Sur le plan politique, l’amendement défend une logique : aligner la responsabilité du prescripteur sur l’effort de solidarité nationale. Autrement dit, pas de remboursement si l’on sort volontairement du cadre commun. L’argument est recevable, d’autant que la cible est numériquement limitée. Mais, dans les faits, la mesure peut aussi produire des effets indésirables. Elle complexifie la vie des patients dans des territoires déjà touchés par la pénurie de médecins. Elle peut contraindre des malades à doubler les consultations – une chez un non conventionné qu’ils suivent depuis des années, une autre chez un conventionné pour obtenir une ordonnance « valide » – avec un coût global et une perte de temps qui interrogent.
Au-delà des chiffres, c’est un signal adressé aux professionnels : « rentrer dans le rang » ou assumer les conséquences pour vos patients. Incitation efficace ou braquage inutile ? Si la mesure survit aux débats en séance et à la suite du parcours parlementaire, la réponse viendra du terrain. On surveillera aussi la réaction des complémentaires santé : rehausseront-elles certaines prises en charge pour éviter des renoncements aux soins ? Ou laisseront-elles ce champ hors garantie, au risque d’un reste à charge total ?
Calendrier, périmètre et ce que la suite nous dira
Le calendrier prévu donne de la visibilité : application au 1ᵉʳ janvier 2027. D’ici là, la mesure doit encore passer l’épreuve des hémicycles, puis celle d’une éventuelle censure constitutionnelle si des cavaliers sociaux étaient relevés. Le périmètre, lui, est net : il n’inclut pas les médecins en secteur 2 et ne modifie en rien les règles de remboursement pour des ordonnances émanant de praticiens conventionnés. La boussole est fixée : ce qui compte, c’est qui prescrit.

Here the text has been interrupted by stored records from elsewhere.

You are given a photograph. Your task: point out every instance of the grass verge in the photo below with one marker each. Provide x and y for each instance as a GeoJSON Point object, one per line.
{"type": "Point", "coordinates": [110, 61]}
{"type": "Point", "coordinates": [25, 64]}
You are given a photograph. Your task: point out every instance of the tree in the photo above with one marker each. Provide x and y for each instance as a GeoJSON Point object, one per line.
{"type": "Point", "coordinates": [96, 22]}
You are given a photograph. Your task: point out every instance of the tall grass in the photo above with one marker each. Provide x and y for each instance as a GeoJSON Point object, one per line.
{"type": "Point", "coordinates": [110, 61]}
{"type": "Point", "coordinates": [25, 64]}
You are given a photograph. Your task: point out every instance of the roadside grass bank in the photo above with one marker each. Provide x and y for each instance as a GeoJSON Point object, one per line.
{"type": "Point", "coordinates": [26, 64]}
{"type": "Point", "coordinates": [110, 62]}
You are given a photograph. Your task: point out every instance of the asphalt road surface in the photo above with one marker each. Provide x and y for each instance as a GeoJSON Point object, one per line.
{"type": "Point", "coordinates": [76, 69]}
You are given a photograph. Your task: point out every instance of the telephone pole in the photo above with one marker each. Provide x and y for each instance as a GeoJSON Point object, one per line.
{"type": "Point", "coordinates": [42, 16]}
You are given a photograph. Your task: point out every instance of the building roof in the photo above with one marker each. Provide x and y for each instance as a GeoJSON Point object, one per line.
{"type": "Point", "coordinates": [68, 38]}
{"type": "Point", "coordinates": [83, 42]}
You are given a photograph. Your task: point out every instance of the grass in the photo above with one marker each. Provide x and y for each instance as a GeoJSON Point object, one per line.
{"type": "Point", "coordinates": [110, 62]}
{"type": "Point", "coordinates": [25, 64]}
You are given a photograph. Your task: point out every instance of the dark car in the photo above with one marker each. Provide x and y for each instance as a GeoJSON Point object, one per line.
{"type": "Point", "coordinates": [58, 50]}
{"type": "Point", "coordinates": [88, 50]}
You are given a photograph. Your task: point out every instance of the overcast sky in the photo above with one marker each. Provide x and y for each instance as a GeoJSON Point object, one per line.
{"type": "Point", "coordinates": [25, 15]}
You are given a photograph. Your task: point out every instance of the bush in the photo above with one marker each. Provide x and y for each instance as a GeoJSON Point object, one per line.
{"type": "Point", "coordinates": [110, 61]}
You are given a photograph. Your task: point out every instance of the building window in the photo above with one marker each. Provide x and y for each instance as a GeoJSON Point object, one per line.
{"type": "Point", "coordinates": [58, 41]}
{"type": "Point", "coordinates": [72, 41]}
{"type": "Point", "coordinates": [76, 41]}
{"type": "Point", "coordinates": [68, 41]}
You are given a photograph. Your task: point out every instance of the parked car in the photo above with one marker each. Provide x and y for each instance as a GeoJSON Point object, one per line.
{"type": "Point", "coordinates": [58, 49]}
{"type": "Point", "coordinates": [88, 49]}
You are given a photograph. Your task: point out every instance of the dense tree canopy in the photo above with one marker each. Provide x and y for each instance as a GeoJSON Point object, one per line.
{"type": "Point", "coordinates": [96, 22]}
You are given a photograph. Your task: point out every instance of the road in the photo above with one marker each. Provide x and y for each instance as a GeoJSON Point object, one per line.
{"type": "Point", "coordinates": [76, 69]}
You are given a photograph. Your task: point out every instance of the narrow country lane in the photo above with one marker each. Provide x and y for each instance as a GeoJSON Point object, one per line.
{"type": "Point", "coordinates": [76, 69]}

Reste un point que la commission n’a pas tranché dans le détail : l’articulation avec des situations médicales urgentes ou rares pour lesquelles un spécialiste hors convention serait le seul disponible dans un délai raisonnable. En pratique, ces cas seront sans doute marginaux, mais ils existent. Et, comme souvent, ce sont ces exceptions qui donnent toute sa consistance au débat public.
Crédit : Paris Musées / Musée Carnavalet (CC0)
Que retenir ?
La mesure n’a concerné en 2024 que moins de 1 000 médecins : une poignée qui exerce hors du cadre de l’Assurance maladie. C’est précisément ce caractère ultra minoritaire qui explique qu’elle soit passée sous les radars fin octobre lors de l’examen du PLFSS 2026. Mais si le signal politique est compréhensible, il déplace une partie de la charge financière vers des patients qui n’ont pas toujours le choix de leur prescripteur et empile une règle de plus dans un système de remboursement déjà illisible pour beaucoup.